Why we should think more like Detroit’s techno pioneers

The Belleville Three (image: Mixmag)

In the mid 80s, a new style of music started emerging from an industrial city at the northern border of the United States.

The Belleville Three of Juan AtkinsKevin Saunderson and Derrick May are widely credited with being the creators of what became known as Detroit Techno.

Although the sound eventually broke through in the UK, Europe and further afield, in its earliest days there was a real element of scarcity. 

For a start, the internet wasn’t easily accessible. The concept of Real Player or Napster, let alone Spotify, was more than a decade away.

If you lived outside the US and you wanted to get hold of this music as it first emerged there were 3 main options:

  • fly there in-person
  • try and hunt down some of the records in your local specialist store
  • tune in to a pirate radio station that played this music

All of these routes had barriers to entry. 

Flights in the 80s weren’t as plentiful and affordable as they are now, and even then you had to figure out where to go and who to connect with (no Google or Twitter to help you there). 

Highly specialised record stores and pirate stations were largely limited to a small number of urban areas. 

There was also a decent portion of luck involved: the shops may not have had the records in stock; or the radio station could fall victim to a police raid and get shut down.

This created scarcity, and for those with access there was an inevitable tension between protecting and sharing what they had. 

The scarcity wasn’t just limited to casual listeners and obsessive DJs hunting down the next killer track; the technology to make this stuff was generally expensive and complex, or crude and hard to extract good results from. Easy and inexpensive tools like Fruity Loops were still way off.

But this gradual drip of music enabled localised ideas and sounds to slowly form, and while cross-pollination started to happen, the productions at the Detroit source were still largely incubated in relative isolation.

Even when the sounds of Detroit broke bigger around the time of the UK Acid House explosion in 1988, the only real additional access point was being there, live, in a field off the M25. Even videotaping was limited by distribution – VHS copies were the best you could hope for.


Now it’s very different of course. 

You can get just about anything from YouTube. Everything is globally accessible by default. 

Rather than seeking a small drop from a pipette, we’re now drinking from the fire hose.

In many ways this is incredible – the breadth of ideas and inspiration we have access to is almost beyond measure.

It’s hard to imagine the way it was before.

The risk though is that everything starts to look just a little too familiar – whether it’s techno music, photography, or action movies.

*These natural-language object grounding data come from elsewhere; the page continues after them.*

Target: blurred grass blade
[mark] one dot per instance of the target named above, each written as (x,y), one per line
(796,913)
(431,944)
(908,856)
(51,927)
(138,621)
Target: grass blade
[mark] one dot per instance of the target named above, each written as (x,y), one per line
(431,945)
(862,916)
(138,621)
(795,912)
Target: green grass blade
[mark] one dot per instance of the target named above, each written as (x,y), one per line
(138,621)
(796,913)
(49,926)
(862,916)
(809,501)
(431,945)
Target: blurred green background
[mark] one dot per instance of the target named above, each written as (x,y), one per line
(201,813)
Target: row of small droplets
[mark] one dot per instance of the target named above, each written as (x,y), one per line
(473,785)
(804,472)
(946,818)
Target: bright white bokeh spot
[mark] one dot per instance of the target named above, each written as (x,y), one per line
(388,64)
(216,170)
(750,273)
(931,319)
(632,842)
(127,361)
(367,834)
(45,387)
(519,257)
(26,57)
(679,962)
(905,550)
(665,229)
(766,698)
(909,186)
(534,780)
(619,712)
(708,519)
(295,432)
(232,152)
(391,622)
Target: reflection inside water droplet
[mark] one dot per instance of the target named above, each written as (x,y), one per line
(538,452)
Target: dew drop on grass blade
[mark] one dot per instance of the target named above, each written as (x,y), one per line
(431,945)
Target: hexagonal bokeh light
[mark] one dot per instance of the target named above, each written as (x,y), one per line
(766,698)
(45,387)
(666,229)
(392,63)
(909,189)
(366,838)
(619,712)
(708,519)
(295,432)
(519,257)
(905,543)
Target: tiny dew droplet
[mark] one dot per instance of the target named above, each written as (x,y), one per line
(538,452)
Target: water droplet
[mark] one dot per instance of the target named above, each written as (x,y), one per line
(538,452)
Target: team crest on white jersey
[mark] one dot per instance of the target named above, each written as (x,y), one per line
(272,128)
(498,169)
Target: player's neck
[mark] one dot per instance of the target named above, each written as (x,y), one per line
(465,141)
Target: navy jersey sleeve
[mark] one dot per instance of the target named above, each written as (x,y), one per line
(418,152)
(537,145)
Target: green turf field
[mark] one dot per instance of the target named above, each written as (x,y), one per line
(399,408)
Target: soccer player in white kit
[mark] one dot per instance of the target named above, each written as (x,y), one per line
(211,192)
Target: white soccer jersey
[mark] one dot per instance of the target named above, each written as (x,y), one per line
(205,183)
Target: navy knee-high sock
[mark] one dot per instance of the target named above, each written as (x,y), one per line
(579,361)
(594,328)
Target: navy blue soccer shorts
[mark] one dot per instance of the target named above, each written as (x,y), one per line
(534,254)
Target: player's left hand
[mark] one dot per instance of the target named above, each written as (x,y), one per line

A nifty remix becomes a casual knock-off; a localised version feels like a copycat, or even a pastiche, of what came before.

This may not bother you – the founders of Rocket Internet were unapologetic about their ability to quickly replicate Silicon Valley startups for the European market. And many a successful career has been built on calculated commercial re-works of famous songs and movies.

But sometimes the isolation that scarcity provides enables different kinds of creativity, motivation, and innovation to emerge.

Sometimes that single drop gives us a very different kind of taste.


[1] All three are still actively involved in the international techno scene – a good example of the value in playing the long game and staying true to the craft.